Michigan’s 2020 sustainability bond
The University of Michigan has entered the bond market with its first issue of a century bond, a bond that is structured to be repaid in 100 years instead of 30 years. This maturity allows the university to invest a small amount today, and compound interest will grow the investment over the years. Moreover, the university has become the first university in the country to issue a green bond, which must be used for green capital projects.
The University of Michigan is planning to issue $1 billion of bonds to fund future construction and renovation projects. The Board of Regents unanimously approved the resolution on Feb. 17 that authorizes the university to issue up to $2 billion in general revenue bonds, giving it more flexibility to respond to market conditions. As interest rates are rising in the U.S., most economists anticipate the Federal Reserve to raise its benchmark interest rate multiple times in the coming years.
In 1982, the State of Michigan was facing budgetary problems and most banks refused to help. In response, a group of seven Japanese banks, led by Bill Koch, agreed to guarantee the state’s short-term borrowing in order to keep workers from going hungry. Another project Koch helped finance was a $237 million hospital at the University of Michigan. That was the largest bond issue in Michigan’s history.
The process for issuing a municipal bond can be complicated, so a good issuer counsel can save the municipality money and time. These professionals can also help the municipality get the best deal possible. They can also provide valuable guidance and advice on a project’s financial and sustainability risks.
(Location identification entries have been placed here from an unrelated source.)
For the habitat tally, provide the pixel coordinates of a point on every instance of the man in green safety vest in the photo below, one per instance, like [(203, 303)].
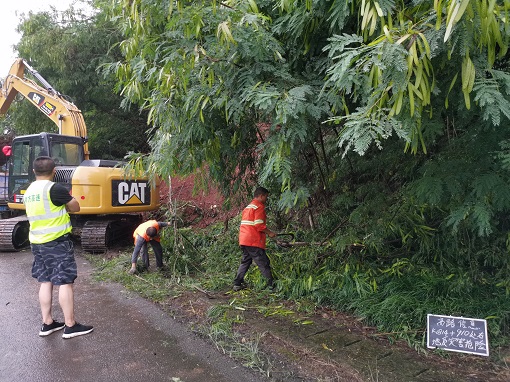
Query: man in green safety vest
[(47, 206)]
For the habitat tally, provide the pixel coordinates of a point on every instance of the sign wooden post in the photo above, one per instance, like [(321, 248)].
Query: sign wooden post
[(460, 334)]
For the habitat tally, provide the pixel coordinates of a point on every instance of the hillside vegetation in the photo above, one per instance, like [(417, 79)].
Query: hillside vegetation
[(380, 128)]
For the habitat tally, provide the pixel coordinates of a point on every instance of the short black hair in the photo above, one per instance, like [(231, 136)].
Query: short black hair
[(43, 166), (151, 231), (260, 191)]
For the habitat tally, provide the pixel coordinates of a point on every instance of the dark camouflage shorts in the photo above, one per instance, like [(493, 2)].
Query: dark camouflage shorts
[(54, 262)]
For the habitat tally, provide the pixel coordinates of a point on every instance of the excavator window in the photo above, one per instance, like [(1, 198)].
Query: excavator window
[(21, 159), (68, 154)]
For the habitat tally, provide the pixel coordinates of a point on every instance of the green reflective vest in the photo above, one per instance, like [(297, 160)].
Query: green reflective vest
[(47, 221)]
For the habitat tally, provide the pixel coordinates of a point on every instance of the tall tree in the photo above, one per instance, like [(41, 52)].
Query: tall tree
[(279, 88)]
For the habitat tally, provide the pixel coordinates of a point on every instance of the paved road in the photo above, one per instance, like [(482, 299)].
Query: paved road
[(133, 340)]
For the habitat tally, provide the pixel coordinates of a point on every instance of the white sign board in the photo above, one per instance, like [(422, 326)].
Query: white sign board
[(460, 334)]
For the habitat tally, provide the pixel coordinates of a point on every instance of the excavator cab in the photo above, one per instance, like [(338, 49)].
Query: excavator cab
[(66, 151)]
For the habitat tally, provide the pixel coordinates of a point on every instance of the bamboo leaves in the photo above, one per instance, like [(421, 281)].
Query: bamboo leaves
[(468, 79)]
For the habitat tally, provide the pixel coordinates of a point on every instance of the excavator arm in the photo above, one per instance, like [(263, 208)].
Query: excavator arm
[(51, 103)]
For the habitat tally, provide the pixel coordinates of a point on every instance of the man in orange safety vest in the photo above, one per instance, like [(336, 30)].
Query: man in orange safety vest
[(147, 232)]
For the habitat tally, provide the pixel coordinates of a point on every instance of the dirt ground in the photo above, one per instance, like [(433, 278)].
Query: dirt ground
[(313, 352)]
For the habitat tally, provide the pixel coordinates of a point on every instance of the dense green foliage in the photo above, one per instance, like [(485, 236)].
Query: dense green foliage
[(387, 120), (66, 49)]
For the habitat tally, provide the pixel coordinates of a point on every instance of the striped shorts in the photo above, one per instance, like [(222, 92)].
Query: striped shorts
[(54, 262)]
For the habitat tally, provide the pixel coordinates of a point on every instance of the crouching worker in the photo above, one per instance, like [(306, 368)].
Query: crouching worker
[(147, 232)]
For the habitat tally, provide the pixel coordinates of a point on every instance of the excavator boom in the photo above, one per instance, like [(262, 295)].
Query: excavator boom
[(51, 103), (111, 200)]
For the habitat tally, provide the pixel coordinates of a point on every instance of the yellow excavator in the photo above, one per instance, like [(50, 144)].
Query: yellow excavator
[(111, 200)]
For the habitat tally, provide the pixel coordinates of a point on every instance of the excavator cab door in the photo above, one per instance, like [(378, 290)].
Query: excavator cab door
[(66, 151)]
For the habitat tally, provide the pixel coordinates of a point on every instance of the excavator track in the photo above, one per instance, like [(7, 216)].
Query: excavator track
[(99, 235), (14, 234)]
In order to raise money through a bond, a municipality must provide regular financial information to investors in the secondary market. In return, the issuer must certify that it is able to pay back the money from bond proceeds. These disclosure materials are required to be accurate and non-misleading. Furthermore, the issuer must ensure that the funds in a municipal bond escrow account are sufficient to repay the bonds on the payment date.